Glasmalereien zeigen die sieben Sakramente

Die horizontalen und vertikalen Lichtbänder zieren Glasmalereien, die Symbole des Glaubens darstellen. Dazu gehören Ringe für das Sakrament der Ehe, der Hahn, der zur Umkehr und Buße aufruft, und Brot und Wein für das Sakrament der Eucharistie. Kirchenschätze aus der alten Notkirche wie ein Gemälde von der heiligen Juliana und eine alte Fahne von den katholischen Frauen aus der Anfangszeit der Bergarbeitersiedlung sind ebenfalls zu entdecken. „Auch diese alten Zeugnisse gehören in den Kirchenraum. Sie gehören zur Geschichte von Wehofen“, sagt Tomasi.

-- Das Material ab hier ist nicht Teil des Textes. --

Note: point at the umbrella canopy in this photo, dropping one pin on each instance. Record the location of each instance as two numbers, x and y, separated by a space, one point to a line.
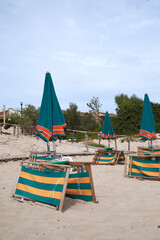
107 131
147 128
51 123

Dass die Stadt Duisburg St. Juliana vor zehn Jahren unter Denkmalschutz gestellt hat, findet das Gemeindemitglied richtig und gut: „Diese Kirche ist schützenswert, so wie sie ist.“ Auch wenn das allgemeine kirchliche Leben nicht mehr so angesagt sei wie früher und die Stadt einen sozialen Wandel erlebt, habe man mit der Polnischsprachigen Gemeinde und neuerdings auch mit der Albanischen Gemeinde gute Partner für die Kirche gewonnen.

400 Teilnehmer bei Sonntagsgottesdiensten

„Die polnische Gemeinde feiert – nimmt man die derzeitige Corona-Krise einmal aus - mit bis zu 400 Gläubigen ihren Sonntagsgottesdienst. Da ist richtig was los“, sagt Tomasi, der diese Gottesdienste selbst gern mitfeiert. Schön sei es zu erleben, wenn ganze Familien zur Feier zusammenkämen.

Erfreulich sei es, dass ebenfalls die Albanische Gemeinde für das Rheinland und das Ruhrgebiet St. Juliana für sich entdeckt hat. „So wird die Kirche weiterhin sinnvoll genutzt“, sagt Tomasi und hofft auf weitere Besucher in Wehofen. „Unser 42 Meter hoher Kirchturm ist ja nicht zu übersehen.“

Feste Termine für Kirchenbesucher

Die Polnischsprachige Gemeinde kommt freitags um 18 Uhr und sonntags um 9.30 Uhr zu Gottesdiensten zusammen, die Albanische Gemeinde sonntags um 17 Uhr. Die Gemeinde St. Juliana in der Pfarrei St. Dionysius feiert Gottesdienste dienstags um 9 Uhr und sonntags um 18 Uhr.